The RSPCA in Australia states that mulesing can cause substantial challenges to sheep welfare, with the wounds taking 5-7 weeks to heal and the lambs suffering acute pain for up to several weeks. If you are feeling up to it there’s a detailed description of the mulesing process and the concerns around it on the RSPCA Australia website.
Ethical wool production
Mulesing is fortunately prohibited in the UK, but not in Australia, one of the largest wool producers. New Zealand is the world leader in ethical wool production, and the country’s Animal Welfare Act strictly prohibits the practice of mulesing.
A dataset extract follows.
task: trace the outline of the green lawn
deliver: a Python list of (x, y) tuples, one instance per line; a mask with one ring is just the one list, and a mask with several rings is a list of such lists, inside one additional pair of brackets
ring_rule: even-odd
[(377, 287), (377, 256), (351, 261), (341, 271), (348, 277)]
In addition to this, smaller scale artisanal farming around the world helps to ensure the welfare of sheep.
Artisanal scale wool production ensures sheep are raised free range in low density flocks, and sheep are shorn when their coats get heavy in warmer conditions, so they’re not deprived of insulation when it’s cold.
How can you ensure that your jumper is cruelty free?
We have labeled our knitwear on the website 'Responsible Wool' or 'Organic Wool' or 'UK Made' so you can be assured it is cruelty free.
The certifications to look out for are:
- Responsible Wool Standard (RWS)
- Certified Organic Wool
- Certified Animal Welfare Approved
- Certified Humane Label
- ZQ Merino Standard
- Soil Association Organic Standard
These Standards guarantee that the sheep were raised in a way that’s better for their well-being as well as the environment.